Using Checkmate

R
checkmate
tutorial
Author

Edna Grewers

Published

December 1, 2023

1

Intro

With the checkmate package you can test, check and assert all kinds of arguments regarding type, length and much more. You can also write your own assert-functions.

In this Vignette you can get a broad understand how the package works, how the output looks like and some example functions. For more details and a complete overview go to CRAN, specifically the checkmate.pdf or use the following line of code:

lsf.str("package:checkmate")

Setup

Install the package from CRAN with the following code. Then load it in your library.

install.packages("checkmate")
library(checkmate)

Different Outputs

There are three main functions that we use: test, check and assert, which do similar things but produce different outputs. All functions have two ways to write them: test_numeric() with an underscore and testNumeric() with a capital Letter, but they both work the same. For simplicity we’ll just use one option.

To show the differences in outputs we check arguments for numeric input, as an example. See below to see checks for different types or attributes.

Test

Test-functions test whether an argument has certain attributes and gives you TRUE or FALSE output.

test_numeric(c(6:1, 4))
[1] TRUE
test_numeric("hallo") 
[1] FALSE

Check

Check-functions check whether an argument has certain attributes and gives you TRUE or a string containing an error message as an output. In the string you can see what kind of argument you should have given, and what you did wrong.

check_numeric(c(6:1, 4))
[1] TRUE
check_numeric("hallo") 
[1] "Must be of type 'numeric', not 'character'"

Assert

Assert-functions assert whether an argument has certain attributes and throw an error message if you it doesn’t. When you did everything correct, it doesn’t create an output. The error message contains the string from the check-functions.

assert_numeric(c(6:1, 4))
assert_numeric("hallo")
Error in eval(expr, envir, enclos): Assertion on '"hallo"' failed: Must be of type 'numeric', not 'character'.

If you save an assert_numeric() object into a variable x, it will contain the original object that you asserted.

x <- assert_numeric(c(6:1, 4))
x
[1] 6 5 4 3 2 1 4

Checking for Type

With lsf.str() you can see all functions of the package.

lsf.str("package:checkmate")

You can check for specific types of arguments e.g. numeric, number, integer, double, character, string, logical, flag, missing, or data structure e.g. list, data_frame, array and so on.

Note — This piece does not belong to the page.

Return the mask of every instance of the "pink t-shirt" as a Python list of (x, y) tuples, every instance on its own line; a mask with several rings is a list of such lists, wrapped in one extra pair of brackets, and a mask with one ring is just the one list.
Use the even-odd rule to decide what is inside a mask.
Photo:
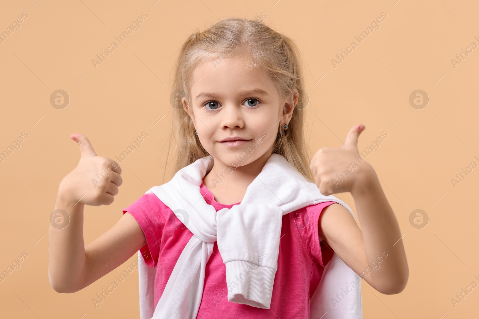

You can also look for attributes e.g. true, subset, named or atomic, and much more.

Depending on what kind of output you want, you choose your function.

check_list(list())
[1] TRUE
check_list(1:9)
[1] "Must be of type 'list', not 'integer'"

If you are looking for a specific function you can use:

ls("package:checkmate", pattern = "atomic") 
[1] "assert_atomic"        "assert_atomic_vector" "check_atomic"        
[4] "check_atomic_vector"  "expect_atomic"        "expect_atomic_vector"
[7] "test_atomic"          "test_atomic_vector"  

Checking for Type: Data Frames

If you want to check the types of elements of a more complex data structure like a list or a data frame, you have to look at the arguments of the functions. Both have the argument types.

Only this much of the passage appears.